После первого, неудачного брака он женился на Екатерине Алексеевне Андреевой. Они много путешествовали, жили в Италии, Испании, очень долго в Париже, потом некоторое время в Оксфорде, куда его пригласили читать лекции о русской поэзии.
О многосторонности интересов Бальмонта можно судить по его письму к матери.

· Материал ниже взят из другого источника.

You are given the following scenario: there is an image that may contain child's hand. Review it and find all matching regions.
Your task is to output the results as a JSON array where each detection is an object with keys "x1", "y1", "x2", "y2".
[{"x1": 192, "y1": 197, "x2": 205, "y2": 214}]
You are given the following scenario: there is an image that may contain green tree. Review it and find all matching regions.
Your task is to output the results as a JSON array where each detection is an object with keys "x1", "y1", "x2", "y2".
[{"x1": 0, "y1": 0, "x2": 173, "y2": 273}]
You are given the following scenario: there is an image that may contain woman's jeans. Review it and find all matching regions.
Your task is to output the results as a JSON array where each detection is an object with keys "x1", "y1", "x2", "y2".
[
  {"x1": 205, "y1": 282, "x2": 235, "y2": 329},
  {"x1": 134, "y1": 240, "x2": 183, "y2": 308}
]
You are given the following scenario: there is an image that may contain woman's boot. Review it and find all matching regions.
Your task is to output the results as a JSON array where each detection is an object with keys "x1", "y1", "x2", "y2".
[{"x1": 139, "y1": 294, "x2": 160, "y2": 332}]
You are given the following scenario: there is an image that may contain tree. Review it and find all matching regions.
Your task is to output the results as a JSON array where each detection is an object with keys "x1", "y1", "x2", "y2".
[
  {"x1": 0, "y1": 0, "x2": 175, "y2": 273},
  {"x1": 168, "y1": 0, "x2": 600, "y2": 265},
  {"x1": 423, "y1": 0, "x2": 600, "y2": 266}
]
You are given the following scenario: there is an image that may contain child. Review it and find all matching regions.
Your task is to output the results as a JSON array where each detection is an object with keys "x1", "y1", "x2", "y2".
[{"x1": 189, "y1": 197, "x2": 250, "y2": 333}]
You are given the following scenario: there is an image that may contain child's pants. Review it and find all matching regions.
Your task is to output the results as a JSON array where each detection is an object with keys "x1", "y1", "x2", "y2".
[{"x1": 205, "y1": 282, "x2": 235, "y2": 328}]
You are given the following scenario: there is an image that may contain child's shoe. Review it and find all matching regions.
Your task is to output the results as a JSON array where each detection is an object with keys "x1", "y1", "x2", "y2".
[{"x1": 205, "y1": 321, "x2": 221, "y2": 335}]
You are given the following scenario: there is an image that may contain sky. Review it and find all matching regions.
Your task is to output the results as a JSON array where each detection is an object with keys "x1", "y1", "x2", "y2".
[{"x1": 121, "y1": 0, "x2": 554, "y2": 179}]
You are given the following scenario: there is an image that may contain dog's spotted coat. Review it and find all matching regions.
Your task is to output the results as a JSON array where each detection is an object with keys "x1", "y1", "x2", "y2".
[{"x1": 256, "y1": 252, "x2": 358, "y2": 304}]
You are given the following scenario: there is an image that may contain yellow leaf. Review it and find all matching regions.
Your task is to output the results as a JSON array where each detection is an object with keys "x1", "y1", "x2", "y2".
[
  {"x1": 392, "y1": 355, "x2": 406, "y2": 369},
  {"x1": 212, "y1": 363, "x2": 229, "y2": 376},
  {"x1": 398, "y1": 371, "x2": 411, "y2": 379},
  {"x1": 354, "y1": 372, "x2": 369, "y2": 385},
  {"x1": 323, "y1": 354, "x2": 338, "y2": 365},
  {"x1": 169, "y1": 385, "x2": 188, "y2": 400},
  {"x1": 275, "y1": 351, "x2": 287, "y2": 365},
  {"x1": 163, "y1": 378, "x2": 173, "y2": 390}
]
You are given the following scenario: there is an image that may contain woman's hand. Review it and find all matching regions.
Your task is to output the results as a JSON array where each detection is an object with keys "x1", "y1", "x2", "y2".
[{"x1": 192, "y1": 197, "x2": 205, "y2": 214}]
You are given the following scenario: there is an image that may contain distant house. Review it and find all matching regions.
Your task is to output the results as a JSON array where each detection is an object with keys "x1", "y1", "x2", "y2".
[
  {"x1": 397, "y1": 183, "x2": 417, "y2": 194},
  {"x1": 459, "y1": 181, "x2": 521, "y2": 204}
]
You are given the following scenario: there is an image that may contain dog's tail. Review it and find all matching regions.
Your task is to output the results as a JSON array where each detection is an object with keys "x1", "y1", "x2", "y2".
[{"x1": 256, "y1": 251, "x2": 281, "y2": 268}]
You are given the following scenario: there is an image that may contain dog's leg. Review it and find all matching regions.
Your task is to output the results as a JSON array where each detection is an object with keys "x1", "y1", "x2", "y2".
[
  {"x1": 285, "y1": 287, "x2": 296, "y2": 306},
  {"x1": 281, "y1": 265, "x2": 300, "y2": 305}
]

«Что же мне все-таки сказать о своей духовной жизни? Я читаю с утра до вечера, я ищу в книгах того, чего нет в жизни. Читаю по-французски книги Ренана по истории еврейского народа, книги разных авторов о демонизме, современные романы, современных поэтов; по-английски — „Потерянный рай“ Мильтона; по-немецки — книгу Куно-Фишера о Шопенгауэре, статьи Гельмгольца по естественным наукам, специальные книги по истории средних веков; по-итальянски — Divina Comedia Данте; по-датски — статьи Брандеса о датских поэтах; по-испански буду читать с сегодняшнего дня „Дон-Кихота“. Таким образом, как видишь, пребываю в обществе гениев, ангелов, демонов. Стихов я почти не пишу. Вообще писать мне теперь ничего не хочется. Знакомлюсь с живописью и с историей искусства. В этом отношении Катя мне очень помогает, так как она с историей искусств знакома гораздо более, чем я.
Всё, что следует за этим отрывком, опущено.